Valentine's Day marks the two-year anniversary of the deadly shooting at Northern Illinois University in DeKalb, in which an NIU alumnus—a University of Illinois graduate student at the time—shot and killed five students in a packed lecture hall and wounded 18 others before turning the gun on himself. On Sunday, students and staff at the school will hold memorial services and a candlelight vigil and reception to remember and reflect upon the tragedy. But, in accordance with the university's mantra, they are also intent on moving forward.
"In order to move forward, you have to reflect back," says Brad Hoey, the director of the university relations department. "We've come a long way, but we still have a ways to go."
One person on campus who might struggle the most with the memories is Cindy Ditzler, the school's archive director. She is responsible for gathering and preserving all things NIU, which includes those related to the February 14 shooting. She maintains the "2-14 room," a room in the basement of the library that holds artifacts from the aftermath of the shooting, which range from synthetic flowers and stuffed animals to support banners and memorial panels that once stood in the commons. A digital version of the comments that have been written on the panels can be viewed at www.niu.edu/memorial.
"We keep these things so people realize history isn't always pleasant, and we need to learn from the history," says Ditzler.
NIU has also set up a memorial inside the Holmes Student Center where people can come to reflect and see various gifts, such as a quilt donated by Virginia Tech. The items—which include condolence letters from dignitaries and schoolchildren—were put on display so that people could remember the acts that have brought those on campus closer together, says Scott Peska, director of the office of support and advocacy.
On Sunday, five students will also be recognized as recipients of the Forward, Together Forward Scholarship, which was established last year with money from more than 1,600 donors to honor the five students who were killed. The $4,000 scholarships are awarded annually to continuing undergraduate students.

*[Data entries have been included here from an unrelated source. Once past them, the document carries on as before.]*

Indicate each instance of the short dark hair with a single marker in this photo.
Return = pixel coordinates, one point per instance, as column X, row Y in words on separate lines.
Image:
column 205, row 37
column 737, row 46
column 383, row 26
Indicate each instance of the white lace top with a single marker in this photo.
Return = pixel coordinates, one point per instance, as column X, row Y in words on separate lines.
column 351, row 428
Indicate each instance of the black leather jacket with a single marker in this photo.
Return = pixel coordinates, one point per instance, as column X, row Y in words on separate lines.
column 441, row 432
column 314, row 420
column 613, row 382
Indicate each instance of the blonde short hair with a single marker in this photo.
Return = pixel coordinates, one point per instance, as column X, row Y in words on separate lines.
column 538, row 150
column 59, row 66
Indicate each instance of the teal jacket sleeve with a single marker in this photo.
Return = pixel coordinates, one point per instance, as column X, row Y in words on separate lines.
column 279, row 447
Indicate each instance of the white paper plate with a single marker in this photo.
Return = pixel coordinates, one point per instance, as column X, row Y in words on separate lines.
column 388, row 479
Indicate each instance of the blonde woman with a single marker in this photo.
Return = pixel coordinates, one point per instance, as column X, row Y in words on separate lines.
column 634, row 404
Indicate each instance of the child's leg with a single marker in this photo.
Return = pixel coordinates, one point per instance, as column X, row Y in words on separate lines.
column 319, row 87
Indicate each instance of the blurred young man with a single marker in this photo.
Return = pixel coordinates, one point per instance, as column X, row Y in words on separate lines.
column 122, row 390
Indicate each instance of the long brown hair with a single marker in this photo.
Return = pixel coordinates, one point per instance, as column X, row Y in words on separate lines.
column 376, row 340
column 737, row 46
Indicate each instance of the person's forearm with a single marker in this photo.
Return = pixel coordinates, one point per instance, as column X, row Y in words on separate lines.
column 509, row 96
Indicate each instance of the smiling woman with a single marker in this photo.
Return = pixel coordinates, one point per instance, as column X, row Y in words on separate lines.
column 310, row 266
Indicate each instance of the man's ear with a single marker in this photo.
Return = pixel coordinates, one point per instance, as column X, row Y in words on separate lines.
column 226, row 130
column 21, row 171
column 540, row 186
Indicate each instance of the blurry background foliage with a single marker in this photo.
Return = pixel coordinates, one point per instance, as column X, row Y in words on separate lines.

The shooting also holds special significance for school security experts; many commend the way the university handled the event from a communication standpoint. Within 20 minutes of the shooting, school officials were posting updates to the university website. "Their response is a model for what we'd hope both colleges and K–12 schools would institute in their emergency planning," says Ken Trump, president of National School Safety and Security Services.
A live webcast of Sunday's proceedings will be streamed online.